Kansas needs a strong leader loaded with common sense and a forceful, charismatic personality that wears well. The department needs a leader who has experience working with massive budgets, hitting aggressive financial targets and can demonstrate a history of growing a business.

If that leader happens to work in college athletics, fine. If not, that’s fine too. The sports world is rife with sharp businessmen who have a knack for keenly reading people to make smart hires for their departments, balancing budgets, holding staff accountable, and conversing comfortably with hugely successful, driven people (that would be donors in the world of college athletics).

If that person can’t distinguish Cover 2 from the defense played by Wottsamotta U of Bullwinkle fame, that’s fine. Such matters are better left to the football coach. It’s more important that the new boss is able to keep an eye on such things as scholarship balance, than know the intricacies of pass coverage.

Most schools in the market for an AD go the safe route.

Colorado University, in need of a financial and morale boost in its athletic department in 2013, had the courage to broaden its vision in identifying a new leader.

Sure, Rick George had a football background.

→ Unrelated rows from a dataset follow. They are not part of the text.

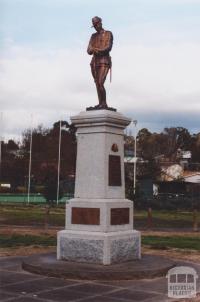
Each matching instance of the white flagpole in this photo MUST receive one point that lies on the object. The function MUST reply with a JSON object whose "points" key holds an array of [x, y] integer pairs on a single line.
{"points": [[1, 127], [135, 157], [59, 147], [30, 162]]}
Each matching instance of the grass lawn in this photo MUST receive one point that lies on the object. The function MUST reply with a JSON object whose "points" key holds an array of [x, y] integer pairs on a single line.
{"points": [[30, 215], [181, 242], [155, 242], [17, 240], [34, 215]]}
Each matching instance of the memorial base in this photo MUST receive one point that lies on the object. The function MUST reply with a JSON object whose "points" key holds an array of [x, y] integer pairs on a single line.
{"points": [[98, 247]]}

He played defensive back for Illinois and even was an assistant coach at his alma mater and then at Colorado, but that was in the 1980s and had little to do with qualifying him for the job. He also worked as an associate AD at Vanderbilt in the ’90s, a nice line for the resume.

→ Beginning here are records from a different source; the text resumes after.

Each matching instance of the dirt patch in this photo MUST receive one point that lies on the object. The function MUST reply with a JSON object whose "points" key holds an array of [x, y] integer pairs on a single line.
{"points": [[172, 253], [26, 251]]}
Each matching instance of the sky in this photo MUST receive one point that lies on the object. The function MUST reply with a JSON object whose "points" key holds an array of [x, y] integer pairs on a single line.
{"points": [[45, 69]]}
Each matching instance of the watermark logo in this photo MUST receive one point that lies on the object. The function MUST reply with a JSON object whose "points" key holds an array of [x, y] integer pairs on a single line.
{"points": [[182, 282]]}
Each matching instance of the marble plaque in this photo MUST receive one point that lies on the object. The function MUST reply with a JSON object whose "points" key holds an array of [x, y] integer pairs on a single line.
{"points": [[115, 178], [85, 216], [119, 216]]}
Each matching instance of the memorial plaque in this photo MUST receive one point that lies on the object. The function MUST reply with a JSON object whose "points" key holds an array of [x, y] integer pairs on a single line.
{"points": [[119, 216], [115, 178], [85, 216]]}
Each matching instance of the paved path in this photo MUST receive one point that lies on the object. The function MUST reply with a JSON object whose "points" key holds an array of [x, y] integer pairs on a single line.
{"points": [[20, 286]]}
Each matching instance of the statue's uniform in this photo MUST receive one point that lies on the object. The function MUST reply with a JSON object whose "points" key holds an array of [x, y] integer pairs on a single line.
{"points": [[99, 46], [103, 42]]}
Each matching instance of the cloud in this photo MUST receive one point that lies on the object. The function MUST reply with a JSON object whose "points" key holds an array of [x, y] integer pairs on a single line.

But it was the work George did outside of college athletics that made him such an attractive candidate.

After serving as president and CEO of the Fore!Kids Foundation, a 501c3 organization that raised money for children’s charities with golf events, George became president of the Champions Tour (2003-08), then became COO of the PGA tour (2008-10), then became COO of the Texas Rangers, working alongside strikeout king Nolan Ryan.

Everywhere he went, businesses grew, and he’s drawn praise for shaping up the athletic department’s finances. Plus, he doesn’t have an ego problem that necessitates he bring in his own football coach.

CU football coach Mike MacIntyre, hired by current Cincinnati AD Mike Bohn, has revived the Buffaloes, so George has left him in place.

I mention George not to suggest he’s a candidate for the Kansas AD job, rather to demonstrate that it pays to look beyond the obvious during a search.

If someone outside of college athletics has demonstrated an ability to lead the growth of a business, especially in sports, preferably someone with ties to KU or the state of Kansas, why not include such candidates in the pool?

My guess is KU will expand its search beyond the obvious.